Would you like a longer version, a technical changelog-style post, or formats for Twitter/Reddit/Discord?
If you are looking to post about this on social media, here are three ways to frame it depending on your intent: 1. The "Community History" Post (Informative)
Caption: Did you know about the most infamous day in GMod history? 🗓️ On June 3, 2022, the "Glue Library incident" shocked the community when a popular developer updated their mods with "screamer" scripts.
The Incident: After a dispute with Steam and the community, the creator replaced add-on files with code that displayed a graphic shock image and played loud noises when players pressed 'W'.
The Impact: Thousands of players were affected, leading to a massive cleanup of the Steam Workshop.
The Lesson: This event changed how we trust "essential" libraries forever. Check your add-on sources! 🛡️ 2. The "Hot Take" Post (Discussion-Based)
Caption: Hot Take: The Glue Library incident was the final "end of innocence" for the Garry’s Mod Workshop. 🚩
It wasn't just a troll; it was a wake-up call about how much power modders have over our local files.
Even years later, players are still paranoid about "essential" libraries.
Discussion: Do you think Steam should have stricter vetting for workshop updates, or is the freedom of the workshop more important? Let’s talk in the comments. 💬 3. The "Meme/Throwback" Post (Humor/Relatability)
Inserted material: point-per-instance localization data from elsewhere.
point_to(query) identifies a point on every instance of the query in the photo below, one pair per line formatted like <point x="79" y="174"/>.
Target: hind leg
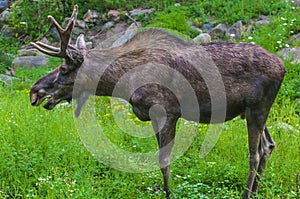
<point x="265" y="148"/>
<point x="258" y="138"/>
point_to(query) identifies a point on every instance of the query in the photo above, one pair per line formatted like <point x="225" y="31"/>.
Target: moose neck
<point x="105" y="67"/>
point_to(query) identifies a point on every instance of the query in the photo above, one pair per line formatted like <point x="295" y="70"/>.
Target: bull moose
<point x="250" y="76"/>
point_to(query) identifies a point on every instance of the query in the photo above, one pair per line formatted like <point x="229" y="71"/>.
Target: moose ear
<point x="81" y="45"/>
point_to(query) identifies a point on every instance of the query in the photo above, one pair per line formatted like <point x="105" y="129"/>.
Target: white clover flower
<point x="282" y="18"/>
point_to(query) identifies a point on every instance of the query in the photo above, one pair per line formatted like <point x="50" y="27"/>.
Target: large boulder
<point x="290" y="54"/>
<point x="3" y="5"/>
<point x="91" y="16"/>
<point x="203" y="37"/>
<point x="236" y="30"/>
<point x="140" y="12"/>
<point x="218" y="32"/>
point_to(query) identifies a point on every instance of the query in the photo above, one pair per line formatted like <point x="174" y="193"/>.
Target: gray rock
<point x="139" y="11"/>
<point x="290" y="54"/>
<point x="219" y="31"/>
<point x="264" y="20"/>
<point x="113" y="15"/>
<point x="54" y="34"/>
<point x="89" y="45"/>
<point x="29" y="61"/>
<point x="203" y="37"/>
<point x="108" y="25"/>
<point x="7" y="79"/>
<point x="91" y="16"/>
<point x="7" y="31"/>
<point x="28" y="52"/>
<point x="4" y="16"/>
<point x="129" y="33"/>
<point x="236" y="30"/>
<point x="207" y="26"/>
<point x="3" y="5"/>
<point x="80" y="24"/>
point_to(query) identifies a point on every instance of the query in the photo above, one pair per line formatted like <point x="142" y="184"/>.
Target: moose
<point x="251" y="77"/>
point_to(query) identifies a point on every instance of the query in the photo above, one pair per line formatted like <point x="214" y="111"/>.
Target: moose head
<point x="58" y="85"/>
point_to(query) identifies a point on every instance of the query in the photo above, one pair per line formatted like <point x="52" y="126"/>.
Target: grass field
<point x="43" y="156"/>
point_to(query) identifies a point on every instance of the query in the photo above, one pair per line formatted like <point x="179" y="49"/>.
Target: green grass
<point x="42" y="155"/>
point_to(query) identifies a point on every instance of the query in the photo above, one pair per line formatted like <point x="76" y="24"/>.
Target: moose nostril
<point x="33" y="99"/>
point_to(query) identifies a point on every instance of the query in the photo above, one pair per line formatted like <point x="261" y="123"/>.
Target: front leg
<point x="164" y="127"/>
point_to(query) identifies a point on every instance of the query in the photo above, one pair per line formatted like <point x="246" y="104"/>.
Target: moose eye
<point x="63" y="69"/>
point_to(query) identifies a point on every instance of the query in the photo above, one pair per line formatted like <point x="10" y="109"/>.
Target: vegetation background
<point x="41" y="155"/>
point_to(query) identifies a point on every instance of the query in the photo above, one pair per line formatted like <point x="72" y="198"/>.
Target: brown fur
<point x="251" y="77"/>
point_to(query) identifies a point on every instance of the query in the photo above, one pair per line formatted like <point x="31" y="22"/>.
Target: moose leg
<point x="256" y="124"/>
<point x="266" y="147"/>
<point x="165" y="134"/>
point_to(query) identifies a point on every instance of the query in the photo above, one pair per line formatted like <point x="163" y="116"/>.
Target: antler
<point x="64" y="35"/>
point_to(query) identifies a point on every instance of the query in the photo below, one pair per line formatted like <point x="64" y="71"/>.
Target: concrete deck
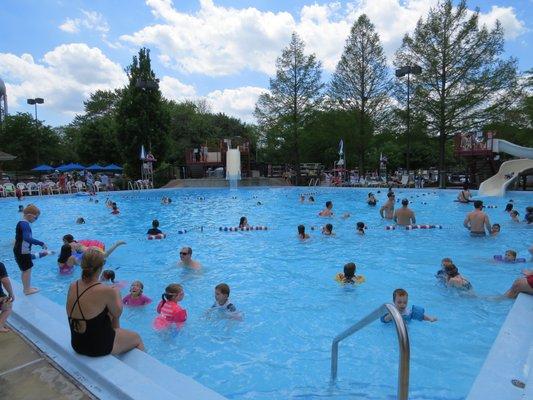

Caption: POV: It’s June 3, 2022, and you just spawned into gm_construct. 💀
Image Idea: A meme of a player cautiously looking at their keyboard's 'W' key.
If you survived the Glue Library screamer, you’re a GMod veteran. Who else had to scramble to delete their entire add-ons folder that day? 🏃💨 How to stay safe today:
Avoid re-uploads of the original Glue Library or Action Extension unless they are from trusted community archivists.
Use "Clean" alternatives or newer libraries that have been community-vetted.
Here’s a solid content package for “GMod Glue Library Hot” — assuming you’re creating a YouTube video, workshop item description, or social media post about a popular or trending glue tool / glue library addon for Garry’s Mod.
I’ll structure it for maximum engagement (title, description, tags, and a mini script).
While there are specific libraries named glue.lua on GitHub that handle file manipulation, the most popular implementation is the Gamemode Module Loader pattern found in frameworks like Helix.